Ministerial panel proposes lower GST rates for small businesses

A panel of ministers has recommended lowering the goods and services tax (GST) rates for small businesses and extending the benefit to more such units in an attempt to reduce their tax burden and improve compliance.

If accepted by the GST Council at its 9-10 November meeting, the changes in the so-called composition scheme could benefit millions of small enterprises, eateries and traders and thereby encourage the informal segment of the Indian economy to come under the tax net without burdening it.

The GST Council has been working on encouraging the informal segment of the economy, which is dependent on cash transactions, to come under the tax net without burdening them.

The ministerial panel at its meeting on Sunday recommended a new tax rate under the composition scheme, which would be 1 per cent for traders, manufacturers and restaurants, Himanta Biswa Sarma, the convener of the ministerial panel, told reporters after the meeting. It was previously 1 per cent, 2 per cent and 5 per cent, respectively.

The panel also recommended increasing the ceiling for eligibility to enterprises with annual revenue of less than Rs1.5 crore from Rs1crore currently. The GST Council had on 6 October decided to raise the ceiling to the current level from Rs75 lakh and also extended the deadline for signing up for the scheme to 31 March 2018.

Members of the ministerial panel include Assam finance minister Himanta Biswa Sarma, Bihar deputy chief minister Sushil Modi, Jammu and Kashmir finance minister Haseeb Drabu, Punjab finance minister Manpreet Singh Badal and Chhattisgarh minister of commercial taxes Amar Agrawal.

The panel at its first meeting earlier this month considered a proposal to do away with the distinction between non-air-conditioned restaurants taxed at 12 per cent and air-conditioned restaurants taxed at 18 per cent.

''The group of ministers decided that input tax credit should be available to air-conditioned restaurants and that these could be taxed at 12 per cent (against 18 per cent now). However, considering the revenue implications, the GST Council could take a call on the tax slab,'' said Sarma. However, for small traders who sell both taxable and tax-exempt items (such as rice, flour, etc.), he said the composition scheme should be made more flexible.

The ministerial panel has recommended that the GST Council let small traders pay either 1 per cent on their revenue of taxable items (loose rice, pulses, etc are exempt from GST) or 0.5 per cent tax on total turnover.

''In the latter case, central and state governments will get a quarter of a per cent of tax each. The idea is to make the system simple,'' said Punjab finance minister Badal.

Sarma said that on one issue - allowing enterprises in the composition scheme to avail of input tax credits on business-to-business transactions-the panel could not reach a consensus and that this matter will be referred back to the GST Council.

The panel also favoured allowing those covered under the composition scheme to supply goods across state borders.

The composition scheme was envisaged for small businesses, which was expected to ensure a flat rate and easy compliance. Only around 1.5 million small businesses have signed up for it so far, against the 8.9 million registered GST tax assesses.

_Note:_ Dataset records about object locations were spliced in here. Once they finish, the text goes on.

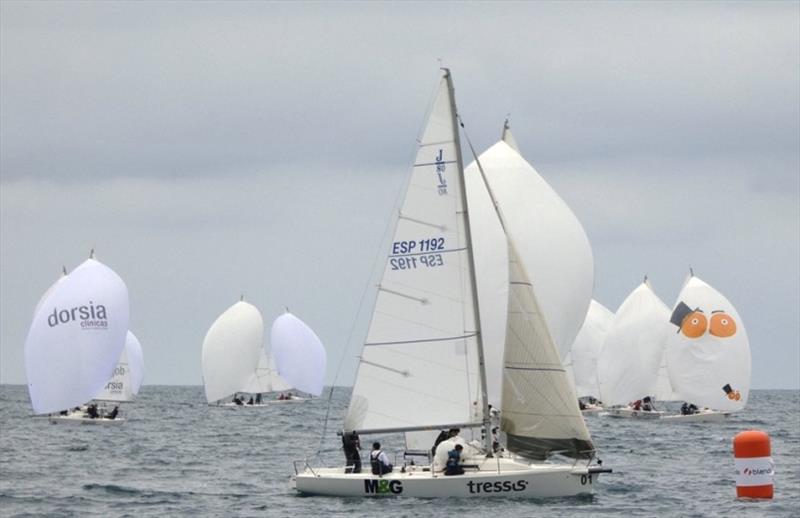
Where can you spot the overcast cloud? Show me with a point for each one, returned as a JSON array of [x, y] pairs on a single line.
[[207, 150]]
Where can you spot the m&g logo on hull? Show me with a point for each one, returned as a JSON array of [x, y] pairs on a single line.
[[383, 487], [90, 316]]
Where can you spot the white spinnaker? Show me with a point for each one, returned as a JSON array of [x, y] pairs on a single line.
[[586, 349], [300, 357], [230, 351], [664, 391], [119, 387], [700, 368], [76, 338], [627, 368], [539, 412], [550, 240], [48, 292], [419, 364], [266, 378]]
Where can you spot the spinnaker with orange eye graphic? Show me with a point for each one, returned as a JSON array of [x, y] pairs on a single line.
[[708, 354]]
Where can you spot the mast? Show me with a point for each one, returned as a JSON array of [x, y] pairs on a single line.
[[487, 436]]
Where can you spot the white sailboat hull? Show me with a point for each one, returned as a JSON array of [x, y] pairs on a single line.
[[512, 479], [630, 413], [80, 419], [266, 403], [709, 416]]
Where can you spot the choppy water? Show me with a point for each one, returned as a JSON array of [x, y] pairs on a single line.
[[177, 456]]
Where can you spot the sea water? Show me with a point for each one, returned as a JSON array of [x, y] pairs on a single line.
[[176, 456]]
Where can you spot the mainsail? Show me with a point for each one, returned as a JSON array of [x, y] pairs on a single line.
[[231, 350], [708, 352], [419, 364], [634, 348], [76, 338]]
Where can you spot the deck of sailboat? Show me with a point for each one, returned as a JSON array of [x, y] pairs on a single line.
[[75, 418], [704, 416], [490, 477]]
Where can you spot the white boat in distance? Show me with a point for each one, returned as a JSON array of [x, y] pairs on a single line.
[[122, 387], [76, 338], [707, 353], [422, 365], [235, 362]]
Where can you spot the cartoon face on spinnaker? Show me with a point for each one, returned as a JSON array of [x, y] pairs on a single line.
[[708, 354]]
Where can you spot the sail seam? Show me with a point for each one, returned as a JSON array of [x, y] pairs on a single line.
[[445, 339]]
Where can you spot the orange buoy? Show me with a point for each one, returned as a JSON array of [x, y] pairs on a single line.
[[754, 467]]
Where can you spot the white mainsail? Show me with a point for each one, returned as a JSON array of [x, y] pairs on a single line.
[[551, 242], [76, 338], [128, 373], [632, 352], [586, 349], [300, 357], [231, 350], [708, 352], [419, 364]]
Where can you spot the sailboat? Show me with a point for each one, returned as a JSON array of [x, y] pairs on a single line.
[[707, 353], [122, 387], [300, 357], [584, 355], [632, 353], [423, 366], [231, 351], [266, 378], [76, 338], [552, 243]]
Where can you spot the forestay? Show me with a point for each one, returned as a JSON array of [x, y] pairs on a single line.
[[299, 355], [76, 338], [551, 242], [540, 413], [586, 349], [230, 351], [633, 349], [419, 364], [708, 352]]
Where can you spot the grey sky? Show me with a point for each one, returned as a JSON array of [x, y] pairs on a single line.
[[207, 150]]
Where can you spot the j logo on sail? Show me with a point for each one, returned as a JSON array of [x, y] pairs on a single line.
[[440, 167]]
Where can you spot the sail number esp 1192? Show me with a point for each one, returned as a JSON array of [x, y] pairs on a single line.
[[408, 255]]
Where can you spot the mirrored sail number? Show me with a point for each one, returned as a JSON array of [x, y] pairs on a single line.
[[418, 261], [412, 254]]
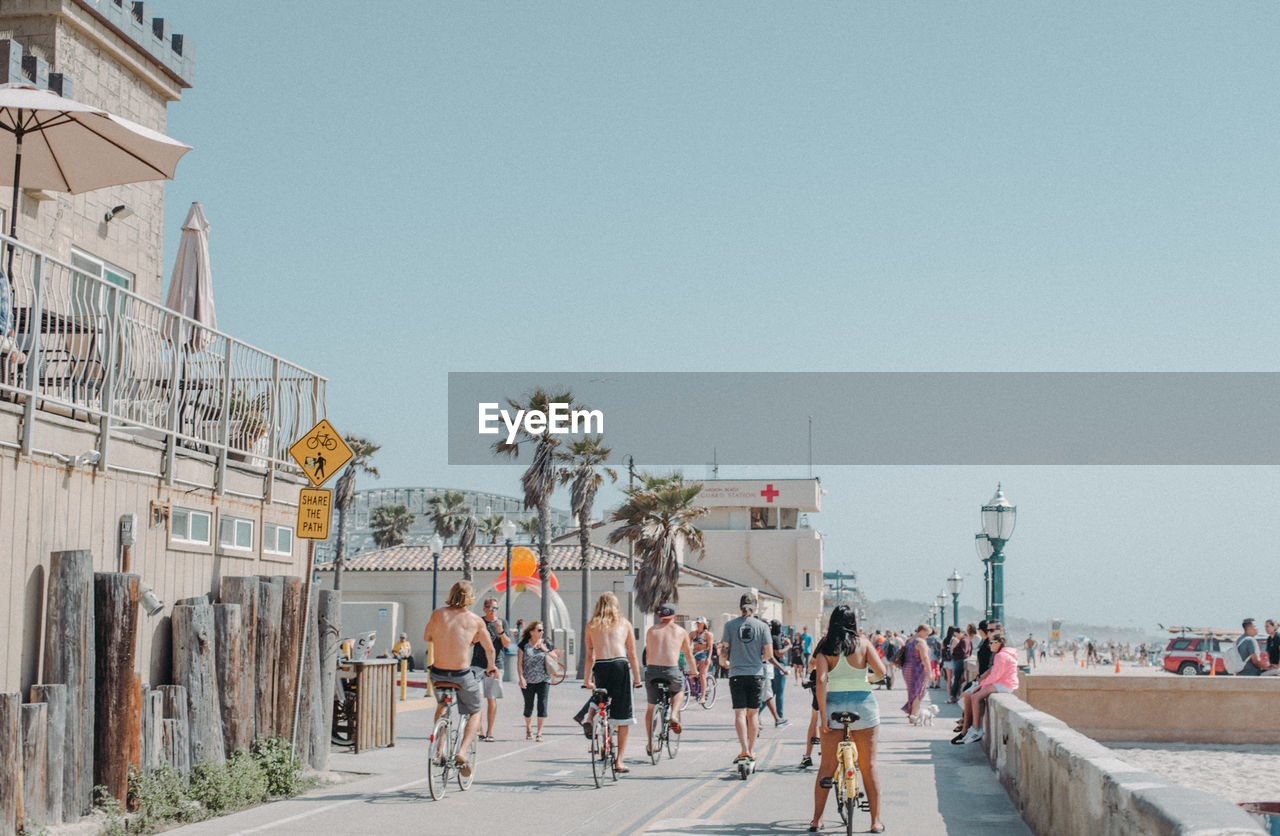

It was clear that the scheme needed to be made more attractive and that just the flat rate and the easy compliance (summary returns every quarter) were not drawing enough assessees.

More changes are also likely, especially in terms of specific tax rates as tax authorities look for easing the compliance burden on small and medium enterprises.

Meanwhile, Bihar deputy chief minister and head of the GST Council Sushil Kumar Modi said 18 of the 27 Goods and Services Taxes Network (GSTN) related functionalities with 30 October deadline have been operationalised by Saturday.

"In the first meeting, we had prioritised 47 functionalities and we had given timeline for each and every function, and till October 30, 27 functions had to be launched or issues had to be resolved by Infosys," Modi told reporters after chairing the third meeting of the Group of Ministers (GOM) here.

"By October 28 (today) out of 27 functionalities, 18 functions have been operationalised. This is about 66.7 percent," he said.

Pointing out that nine functionalities could still not be operationalised, Modi said Infosys was doing its best.